The resolution also called for an immediate ceasefire and return to positions held before the violation of the truce and supported “the peacekeeping process within the framework of the Minsk Group for a peaceful resolution.”
And on Sunday, a miles-long convoy of more than 350 cars with horns blaring and waving flags of Artsakh and Armenia, paraded from Paphos, Limassol and Larnaca, arriving at the southern entry of Nicosia from where they headed into town and past the embassies of the U.S., Russia and France.
At the GSP stadium, where the motor march first stopped, the community’s spiritual leader, Archbishop Khoren Doghramadjian, said, “arms sales, mercenaries, bombing, killing civilians is not peace. A resolution that is tainted with blood is not sustainable.
“Only a peaceful resolution that is based on dialogue and diplomacy, where conflicting parties are supported to find the civilised, non-violent means based on honesty, justice, compassion to make a deal viable.”
Before concluding the march, cars passed by the Israeli embassy, honking their horns, where a peaceful protest had initially been planned for last Wednesday, condemning the support for Baku and the continued sale by Israel of deadly weaponised drones that are pounding all the towns of Nagorno-Karabagh.
Defenders of the region, though outnumbered by the advanced weaponry provided by Israel, have had success in destroying the Israeli drones, as well as other aerial weapons provided by the Turkish army.

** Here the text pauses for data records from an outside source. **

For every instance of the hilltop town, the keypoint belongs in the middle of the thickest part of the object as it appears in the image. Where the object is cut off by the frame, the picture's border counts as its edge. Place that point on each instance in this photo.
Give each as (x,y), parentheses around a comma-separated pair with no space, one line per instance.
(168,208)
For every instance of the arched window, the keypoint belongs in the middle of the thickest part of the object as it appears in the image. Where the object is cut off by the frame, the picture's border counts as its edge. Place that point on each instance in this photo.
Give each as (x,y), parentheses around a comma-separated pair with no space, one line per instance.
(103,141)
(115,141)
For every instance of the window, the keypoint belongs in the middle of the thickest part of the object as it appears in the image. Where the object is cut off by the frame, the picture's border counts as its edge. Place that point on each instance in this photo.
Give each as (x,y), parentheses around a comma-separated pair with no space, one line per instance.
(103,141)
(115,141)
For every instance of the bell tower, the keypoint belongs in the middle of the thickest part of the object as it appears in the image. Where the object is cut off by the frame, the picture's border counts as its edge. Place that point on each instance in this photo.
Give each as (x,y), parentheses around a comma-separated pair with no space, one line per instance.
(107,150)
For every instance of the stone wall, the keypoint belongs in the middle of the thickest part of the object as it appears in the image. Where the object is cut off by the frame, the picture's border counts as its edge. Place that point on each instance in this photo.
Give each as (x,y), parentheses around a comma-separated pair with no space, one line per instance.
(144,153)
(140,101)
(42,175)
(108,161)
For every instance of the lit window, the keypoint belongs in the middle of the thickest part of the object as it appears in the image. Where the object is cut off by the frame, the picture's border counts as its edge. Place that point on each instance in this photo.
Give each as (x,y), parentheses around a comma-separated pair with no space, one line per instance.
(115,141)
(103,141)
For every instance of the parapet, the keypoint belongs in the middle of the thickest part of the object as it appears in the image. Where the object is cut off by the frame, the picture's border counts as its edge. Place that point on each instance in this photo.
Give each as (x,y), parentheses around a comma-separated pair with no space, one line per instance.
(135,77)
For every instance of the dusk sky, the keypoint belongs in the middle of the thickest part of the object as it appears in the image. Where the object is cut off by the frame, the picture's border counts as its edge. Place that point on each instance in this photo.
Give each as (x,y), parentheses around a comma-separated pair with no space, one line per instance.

The advantage, for now, is that despite the bombings, the rugged mountainous region prevents the Azerbaijani army from advancing, as Armenian-held positions are better fortified and at higher altitude.
The Financial Mirror was informed that the protest was cancelled after pressure from the Cyprus government that did not want to upset its warm relations with Israel.
It would have been peaceful as was the protest march on September 30 in front of the three Minsk Group members’ embassies.
With the centuries-old presence of Armenians in Cyprus, local politicians, too, have come forward in support of the Armenian struggle.
Cyprus MEP Costas Mavrides (Diko, S&D) was the main speaker at a protest organised by the Armenian communities in Brussels.
“We know who is inciting these wars, not only against Europe, or in the eastern Mediterranean, and now in Nagorno-Karabagh. We know who the criminal is who is conducting a war together with Azerbaijan.
“We know who is thirsty for war, he has a name. It is the modern-day Islamofascist in Ankara. It is Erdogan,” Mavrides told the crowd.
Cyprus MEP, Loucas Fourlas (Disy, EPP), who chairs the Europarliament-Armenia friendship group, said: “Europe cannot keep an equal distance between the victim and the perpetrator. The attack by Azerbaijan against unarmed people is supported and coaxed by Erdogan, who continues his game of destabilising the region.”
Fourlas said he has called on the EU Foreign Affairs High Commissioner to explain why he has appealed to both sides for de-escalation when it is clearly Azerbaijan that started the attacks.
Vartkes Mahdessian, the Armenian MP in the Cyprus parliament said he was grateful to the Cypriot politicians, the Cypriot overseas communities, especially the National Federation of Cypriots in the UK and so many individuals who have come forward and joined the protests of support by Armenians around the world.
“The state continues to support our small community, by maintaining our public schools, where our language and heritage are of primary importance for our survival.
“And whenever we need any support, especially for Armenia and the people of Artsakh, this support has been generous and I hope will continue,” Mahdessian said.
He also reminded the local branch of the worldwide Armenia Fund, that has collected hundreds of millions in aid sent to Armenia since the devastating earthquake in 1988, throughout the ongoing war with Azerbaijan and continues to provide assistance for infrastructure projects, education, healthcare and civil society.
“Armenia is at risk, and we have to defend it at all cost.”